In the most common case, dnode_sync_free_range operates by following the basic steps below:
- Given that we are currently at the root of the dnode and that we know how many levels the dnode has, calculate the range (start, end) of blocks in the dnode which completely cover the L0 blocks we have been asked to free.
- Iterate through the block pointers stored in the dnode:
- For each block pointer we encounter, bring the indirect block if points to into memory (via dbuf_hold_impl).
- Call free_children on that indirect block, passing along the range of L0 blocks we've been asked to free.
- If we've also been asked to free indirect nodes, free the current indirect node after processing of its children has completed.
free_children takes an indirect block (L1, L2, ...) in a dnode and a range of L0 blocks to be freed. At a high-level, it handles two cases. If the indirect block passed in is an L1 indirect, that means the block pointers contained point directly to data blocks, some or all of which we wish to free. If the indirect block passed in is higher than an L1, then we need to recursively process the next level of indirect blocks instead, while avoiding traversal of unnecessary blocks.

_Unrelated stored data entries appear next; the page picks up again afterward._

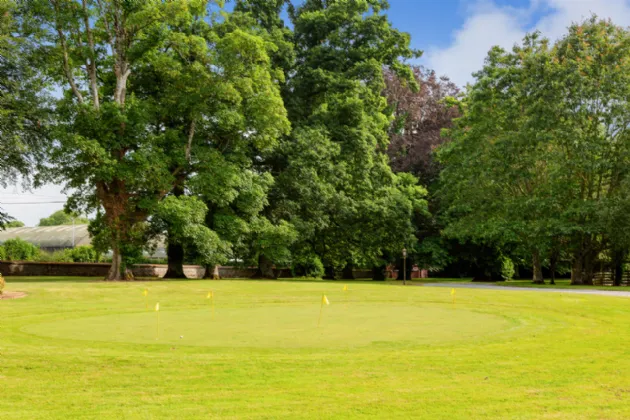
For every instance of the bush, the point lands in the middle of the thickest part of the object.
(78, 254)
(82, 254)
(19, 250)
(507, 269)
(309, 266)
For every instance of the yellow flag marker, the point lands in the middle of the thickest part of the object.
(157, 329)
(321, 308)
(210, 296)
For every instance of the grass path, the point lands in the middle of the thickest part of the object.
(86, 349)
(485, 286)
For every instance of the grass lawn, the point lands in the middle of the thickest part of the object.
(81, 348)
(560, 284)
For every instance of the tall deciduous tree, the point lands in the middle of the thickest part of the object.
(22, 114)
(540, 157)
(420, 116)
(151, 90)
(334, 183)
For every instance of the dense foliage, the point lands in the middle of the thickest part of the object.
(237, 136)
(19, 250)
(538, 162)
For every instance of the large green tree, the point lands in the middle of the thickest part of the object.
(241, 120)
(22, 114)
(152, 92)
(539, 159)
(333, 180)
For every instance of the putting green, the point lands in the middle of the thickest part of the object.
(283, 326)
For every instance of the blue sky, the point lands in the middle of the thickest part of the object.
(455, 35)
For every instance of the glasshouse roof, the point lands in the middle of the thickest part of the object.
(49, 236)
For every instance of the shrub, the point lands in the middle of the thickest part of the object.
(84, 253)
(19, 250)
(507, 269)
(308, 266)
(78, 254)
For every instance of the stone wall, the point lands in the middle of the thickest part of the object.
(28, 268)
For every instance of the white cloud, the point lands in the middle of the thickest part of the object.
(42, 202)
(488, 25)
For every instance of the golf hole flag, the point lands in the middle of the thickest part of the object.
(321, 308)
(157, 323)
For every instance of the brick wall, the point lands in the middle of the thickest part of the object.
(28, 268)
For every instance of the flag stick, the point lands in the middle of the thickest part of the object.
(321, 309)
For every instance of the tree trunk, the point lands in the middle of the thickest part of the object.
(618, 260)
(115, 270)
(212, 272)
(330, 273)
(348, 273)
(265, 268)
(576, 271)
(175, 254)
(537, 265)
(378, 273)
(589, 269)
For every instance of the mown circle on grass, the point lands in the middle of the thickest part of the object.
(284, 326)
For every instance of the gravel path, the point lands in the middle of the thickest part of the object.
(528, 289)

The first case, an L1 indirect block, is handled by a call to free_blocks which is directly passed an offset in to the in-memory copy of the current indirect block and the number of blocks to be freed beyond that. free_blocks iterates over the specified block pointers in the indirect block and frees each of them using a call to dsl_dataset_block_kill. Discussing exactly how that is done is beyond the scope of this article, but it handles special cases for whether this block can have any other references to it (i.e. if it was born since the last snapshot on its enclosing dataset) and either frees it by running it through the appropriate ZIO pipeline or placing it in a list of blocks awaiting de-allocation.

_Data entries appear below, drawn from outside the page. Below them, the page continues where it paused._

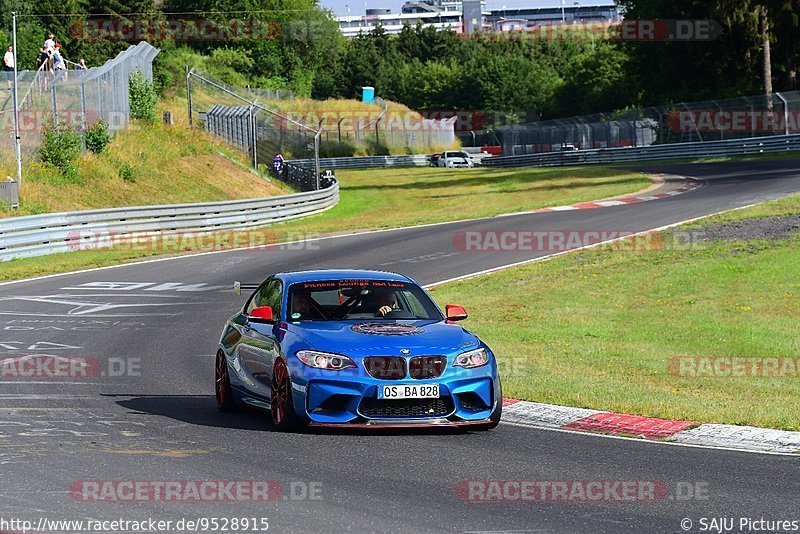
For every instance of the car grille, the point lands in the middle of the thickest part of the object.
(406, 407)
(385, 367)
(421, 367)
(472, 402)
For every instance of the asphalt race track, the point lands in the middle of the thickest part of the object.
(153, 325)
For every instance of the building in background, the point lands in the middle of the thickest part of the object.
(472, 15)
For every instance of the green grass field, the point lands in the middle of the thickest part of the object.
(598, 329)
(387, 198)
(162, 166)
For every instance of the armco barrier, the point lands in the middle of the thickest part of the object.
(37, 235)
(733, 147)
(366, 162)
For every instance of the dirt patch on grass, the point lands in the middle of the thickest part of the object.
(751, 229)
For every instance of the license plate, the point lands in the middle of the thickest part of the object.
(412, 391)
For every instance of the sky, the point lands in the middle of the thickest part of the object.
(357, 7)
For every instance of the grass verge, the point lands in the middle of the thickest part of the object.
(600, 328)
(384, 198)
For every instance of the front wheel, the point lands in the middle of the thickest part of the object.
(497, 413)
(222, 385)
(281, 404)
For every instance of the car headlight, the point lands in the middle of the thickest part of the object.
(325, 360)
(472, 359)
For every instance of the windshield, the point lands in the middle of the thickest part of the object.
(337, 300)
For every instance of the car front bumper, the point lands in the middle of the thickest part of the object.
(464, 400)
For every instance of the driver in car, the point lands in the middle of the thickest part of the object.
(386, 302)
(304, 307)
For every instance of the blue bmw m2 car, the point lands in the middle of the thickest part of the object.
(358, 349)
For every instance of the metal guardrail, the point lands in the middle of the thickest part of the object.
(732, 147)
(366, 162)
(36, 235)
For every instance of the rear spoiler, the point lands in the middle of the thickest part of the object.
(238, 286)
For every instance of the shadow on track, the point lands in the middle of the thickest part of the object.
(200, 410)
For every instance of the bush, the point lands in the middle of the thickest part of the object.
(60, 147)
(97, 137)
(127, 172)
(142, 97)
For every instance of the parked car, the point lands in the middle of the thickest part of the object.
(454, 158)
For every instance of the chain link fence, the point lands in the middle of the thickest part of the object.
(76, 98)
(695, 122)
(236, 116)
(311, 129)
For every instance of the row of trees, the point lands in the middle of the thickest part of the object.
(426, 69)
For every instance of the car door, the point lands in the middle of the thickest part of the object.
(259, 346)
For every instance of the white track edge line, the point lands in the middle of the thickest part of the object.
(321, 238)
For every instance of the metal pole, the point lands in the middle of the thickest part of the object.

The second case in free_children, where the indirect block we are processing is > L1, is handled by recursive calls to free_children for child indirect blocks. Like free_blocks, we iterate over the block pointers in the current indirect block which we know point to indirect blocks under which there are L0 data blocks to be freed, bring that sub-block into memory, and call free_children on it. In this manner, we will eventually recurse down to L1 indirect blocks which we can use free_blocks on.
As described earlier, dbuf_sync_list takes as input the complete list of dirty ranges for a dnode in a single transaction group and is responsible for flushing these changes out to disk. This list of dirty ranges is stored as objects of type dbuf_dirty_record_t in a list_t collection.
dbuf_sync_list iterates over the list and handles two common cases: syncing a leaf/L0/data block or syncing an indirect block. The leaf case is handled by dbuf_sync_leaf and the indirect case is handled by dbuf_sync_indirect.
Let's take a look at dbuf_sync_indirect first. dbuf_sync_indirect starts by ensuring the indirect block is in memory and performs some sanity checks. It then issues a write of the current indirect block through the DMU/ARC and makes a dbuf_sync_list call on another list of dbuf_dirty_record_t objects stored in the dirty record passed in to dbuf_sync_indirect. These are dirty records for the blocks that are children of the current indirect block.
On the other hand dbuf_sync_leaf performs two main operations in the most common case:
- If the in-memory buffer being flushed to disk is currently in use in open context, it creates a separate copy of the in-memory buffer to avoid collisions between the writes to disk reading from the buffer, and some active process writing to the buffer.
- Issues a write of the current buffer out to disk through the DMU/ARC.